El político alemán defendía reformar los tratados para que el Parlamento Europeo tuviera capacidad de iniciativa legislativa –de la que ahora carece– y que la Comisión se convirtiera en un auténtico Gobierno europeo, dejando el Consejo –integrado por los primeros ministros y jefes de Estado de los países miembros– como una segunda cámara,  una suerte de Senado. Schäuble llegó a hacer propuestas muy atrevidas, como la de que los europeos pudieran votar directamente al presidente de la UE... algo que, sólo de pensarlo, debía poner los pelos de punta a los mandatarios europeos (felizmente acomodados a una dinámica intergubernamental que les garantiza el control último).
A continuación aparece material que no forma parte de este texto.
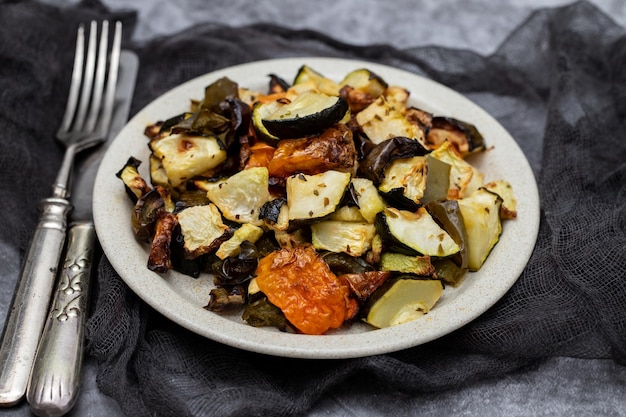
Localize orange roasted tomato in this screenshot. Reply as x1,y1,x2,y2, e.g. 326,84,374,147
256,245,358,334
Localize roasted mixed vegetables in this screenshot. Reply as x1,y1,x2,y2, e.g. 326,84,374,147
117,65,516,334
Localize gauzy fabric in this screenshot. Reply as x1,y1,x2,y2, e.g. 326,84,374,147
0,1,626,416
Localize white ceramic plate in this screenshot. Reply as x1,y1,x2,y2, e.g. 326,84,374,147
94,58,539,359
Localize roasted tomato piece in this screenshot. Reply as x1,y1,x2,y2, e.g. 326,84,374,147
269,124,356,178
256,245,358,334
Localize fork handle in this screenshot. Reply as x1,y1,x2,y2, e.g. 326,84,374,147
0,197,72,406
26,221,96,417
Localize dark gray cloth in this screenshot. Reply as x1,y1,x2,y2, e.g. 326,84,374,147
0,1,626,416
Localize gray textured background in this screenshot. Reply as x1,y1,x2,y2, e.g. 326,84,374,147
8,0,626,417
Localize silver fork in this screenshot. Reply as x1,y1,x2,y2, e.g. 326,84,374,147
0,21,122,406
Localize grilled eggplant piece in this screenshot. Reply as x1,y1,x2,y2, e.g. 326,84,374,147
355,96,425,144
459,188,502,271
358,136,428,186
196,167,270,225
115,156,151,203
426,200,469,270
365,279,443,328
426,116,485,157
484,180,517,220
150,134,227,187
176,204,231,258
380,252,435,277
311,220,376,256
257,90,348,139
287,170,351,221
376,207,460,257
268,124,356,178
131,189,165,243
148,211,178,274
421,155,451,204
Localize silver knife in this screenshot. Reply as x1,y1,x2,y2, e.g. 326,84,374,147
26,50,139,417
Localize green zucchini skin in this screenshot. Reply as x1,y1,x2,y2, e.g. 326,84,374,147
262,92,349,139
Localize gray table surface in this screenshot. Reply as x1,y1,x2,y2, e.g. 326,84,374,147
0,0,626,417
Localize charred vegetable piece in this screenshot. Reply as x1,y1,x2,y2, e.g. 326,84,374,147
433,258,467,287
356,96,424,144
242,297,289,331
204,287,244,311
338,271,391,303
197,167,270,225
376,207,460,257
268,125,356,178
421,155,450,204
261,90,348,139
131,189,165,242
319,251,375,276
426,200,469,269
177,204,230,258
484,180,517,220
148,211,178,274
339,68,388,98
430,141,483,200
358,136,428,186
287,170,351,221
256,245,358,334
378,156,427,210
352,177,385,223
293,65,341,96
215,223,263,259
115,156,151,203
380,252,435,277
150,134,227,187
311,220,376,256
426,116,485,155
459,188,502,271
365,279,443,328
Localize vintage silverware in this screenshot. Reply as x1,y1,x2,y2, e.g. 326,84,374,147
26,44,138,417
0,22,121,406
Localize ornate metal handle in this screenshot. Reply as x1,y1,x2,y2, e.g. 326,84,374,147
26,222,96,417
0,198,71,406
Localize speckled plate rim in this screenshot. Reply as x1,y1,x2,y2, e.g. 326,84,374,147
94,57,539,359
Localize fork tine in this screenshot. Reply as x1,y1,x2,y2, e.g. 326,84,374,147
98,21,122,135
84,20,109,132
72,21,98,131
59,24,85,132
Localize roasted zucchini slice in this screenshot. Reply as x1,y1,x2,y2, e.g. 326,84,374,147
380,252,435,277
286,170,351,221
352,177,385,223
378,156,427,205
376,207,460,258
311,220,376,256
293,65,341,96
430,141,484,200
196,167,270,225
356,96,424,144
458,188,502,271
150,134,226,187
339,68,388,98
261,90,348,139
365,279,443,328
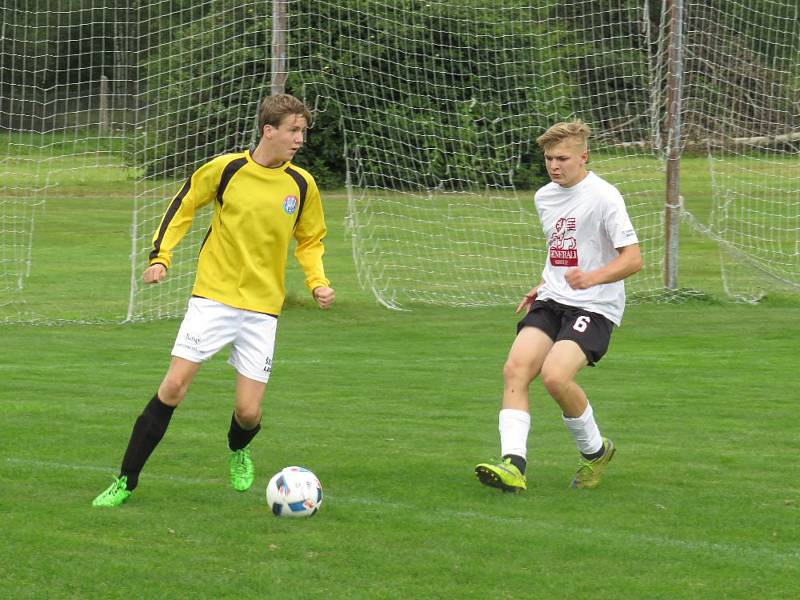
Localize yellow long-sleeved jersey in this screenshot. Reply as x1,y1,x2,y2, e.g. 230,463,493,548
150,151,330,315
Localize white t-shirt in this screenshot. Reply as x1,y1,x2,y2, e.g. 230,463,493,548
534,171,639,325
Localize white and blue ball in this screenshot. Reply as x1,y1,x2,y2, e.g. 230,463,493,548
267,467,322,517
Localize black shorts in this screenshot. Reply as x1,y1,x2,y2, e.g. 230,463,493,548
517,300,614,367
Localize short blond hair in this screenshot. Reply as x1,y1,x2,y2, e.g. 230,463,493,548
536,119,592,150
258,94,311,132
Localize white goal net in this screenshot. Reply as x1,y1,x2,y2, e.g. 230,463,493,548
683,0,800,301
289,0,664,307
0,0,800,322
No se precisa mucha imaginación para intuir la revolución que supondrían cambios de tal calibre. El legado de Schäuble no se limitó a la austeridad.

Artífice de la reunificación de Alemania –fue el encargado de la negociación con el Este–, fugaz presidente de la CDU –sacrificado por el escándalo de la financiación irregular del partido–,Wolfgang Schäuble pudo haber sido canciller de Alemania. Era el favorito, el presentido, para suceder a Helmut Kohl, al que finalmente sustituyó una entonces desconocida dirigente procedente de la extinta RDA, Angela Merkel, cuyo europeísmo se iría construyendo de forma pragmática a golpe de crisis. Quién sabe hasta dónde podría haber avanzado Europa con Schäuble. Su visión y su ambición, en todo caso, son hoy más perentorias que nunca.
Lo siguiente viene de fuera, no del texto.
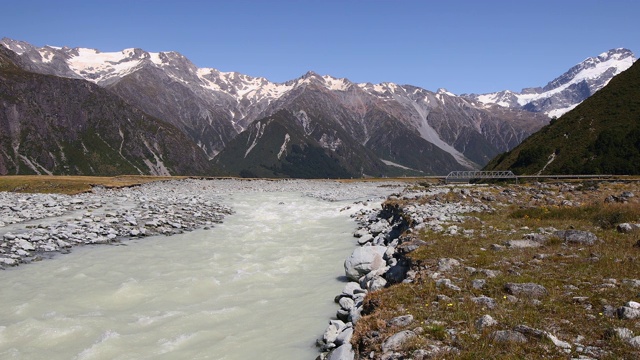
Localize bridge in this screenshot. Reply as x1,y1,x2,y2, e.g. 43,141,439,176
444,170,518,184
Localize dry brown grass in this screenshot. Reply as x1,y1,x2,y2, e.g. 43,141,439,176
352,184,640,359
0,175,186,194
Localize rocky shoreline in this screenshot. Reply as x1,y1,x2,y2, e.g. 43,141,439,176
317,187,492,360
317,183,640,360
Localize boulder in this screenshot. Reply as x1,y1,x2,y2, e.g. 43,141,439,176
344,246,387,281
369,219,389,236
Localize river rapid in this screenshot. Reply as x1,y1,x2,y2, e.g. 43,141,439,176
0,181,400,359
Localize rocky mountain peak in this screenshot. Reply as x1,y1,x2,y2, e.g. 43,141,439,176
464,48,635,117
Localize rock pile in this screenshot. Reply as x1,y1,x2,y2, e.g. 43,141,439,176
318,187,492,360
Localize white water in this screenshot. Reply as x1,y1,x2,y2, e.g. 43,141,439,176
0,193,362,360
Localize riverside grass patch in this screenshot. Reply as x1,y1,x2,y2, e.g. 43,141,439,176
0,175,186,195
352,184,640,359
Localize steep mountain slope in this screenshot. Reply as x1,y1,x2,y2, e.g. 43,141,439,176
487,62,640,174
463,48,635,117
2,39,548,174
0,46,212,175
215,110,390,178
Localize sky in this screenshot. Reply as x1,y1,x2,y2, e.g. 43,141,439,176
0,0,640,94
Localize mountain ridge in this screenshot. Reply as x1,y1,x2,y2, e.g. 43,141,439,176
486,62,640,175
0,38,632,176
0,45,213,175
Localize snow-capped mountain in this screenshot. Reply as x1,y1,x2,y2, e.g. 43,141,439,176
0,46,214,175
0,38,614,176
465,48,635,117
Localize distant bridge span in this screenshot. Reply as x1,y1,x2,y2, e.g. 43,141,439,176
444,170,616,184
444,170,518,184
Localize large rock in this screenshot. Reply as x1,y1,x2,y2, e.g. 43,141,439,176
344,246,387,281
327,343,356,360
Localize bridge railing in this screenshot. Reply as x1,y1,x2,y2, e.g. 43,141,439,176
445,170,518,184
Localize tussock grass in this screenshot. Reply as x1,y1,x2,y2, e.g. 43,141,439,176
0,175,186,194
352,184,640,359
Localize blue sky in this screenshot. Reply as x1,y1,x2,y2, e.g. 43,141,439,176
0,0,640,94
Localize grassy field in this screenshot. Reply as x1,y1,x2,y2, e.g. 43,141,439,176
352,183,640,359
0,175,186,194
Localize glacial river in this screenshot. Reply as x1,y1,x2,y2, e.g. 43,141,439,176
0,193,370,360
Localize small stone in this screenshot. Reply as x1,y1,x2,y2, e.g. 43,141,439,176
471,279,487,290
382,330,417,352
616,306,640,320
438,258,460,272
489,330,527,344
627,336,640,349
553,230,598,245
471,295,497,309
338,297,355,311
436,279,462,291
504,283,548,298
605,328,633,340
475,315,498,330
505,239,542,249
Europa se encuentra ante un momento crucial. Embarcada en un largo y complejo proceso de ampliación, que puede llevarle a acabar agrupando a 30 e incluso 36 países, la actual UE es una potencia económica y demográfica, pero es un actor secundario desde el punto de vista geopolítico y estratégico. Y, si nada cambia, se arriesga a acabar en la más absoluta insignificancia. No se trata solo de reformar su gobernanza, por otro lado imprescindible –es imperativo eliminar el principio de unanimidad, que coarta las decisiones en materia de política exterior, y reforzar el papel del Parlamento–, sino de dar un salto cualitativo en la unión política y económica. La respuesta a la crisis de la covid y la guerra de Ucrania desbordó los estrechos cauces marcados inicialmente a Bruselas –que pasó de regular a actuar como brazo ejecutivo– y mostró el camino  por el que se puede avanzar. El ex primer ministro italiano y expresidente del Banco Central Europeo (BCE) Mario Draghi, a quien la prensa italiana atribuye ambiciones europeas, lo ha planteado sin tapujos: “Europa debe convertirse en un Estado”.

A priori, los relojes parecen marcar hoy la misma hora en Berlín y París. El acuerdo de coalición que llevó hace poco más de dos años al socialdemócrata Olaf Scholz a la Cancillería apostaba explícitamente por un “Estado federal europeo” y en el discurso que el canciller pronunció en agosto del 2022 en la Universidad de Praga se acercó –cinco años después– a muchos de los postulados defendidos por el presidente francés, Emmanuel Macron, en su histórico discurso de septiembre del 2017 en la Sorbona, con el que se erigió en líder de los europeístas del continente. Sin embargo, esta sintonía no llega en el mejor momento. Tanto Scholz como Macron, al frente de gobiernos inestables, se enfrentan a serios problemas políticos internos, lo que ofrece una base poco sólida para según qué aventuras. Más allá de Alemania y Francia, el conjunto de Europa afronta el próximo mes de junio una cita crucial con las urnas: el previsible ascenso de las fuerzas de extrema derecha –soberanistas y euroescépticas– en las elecciones al Parlamento Europeo podría hacer bascular las actuales mayorías y arrojar un frío polar sobre esta incierta primavera.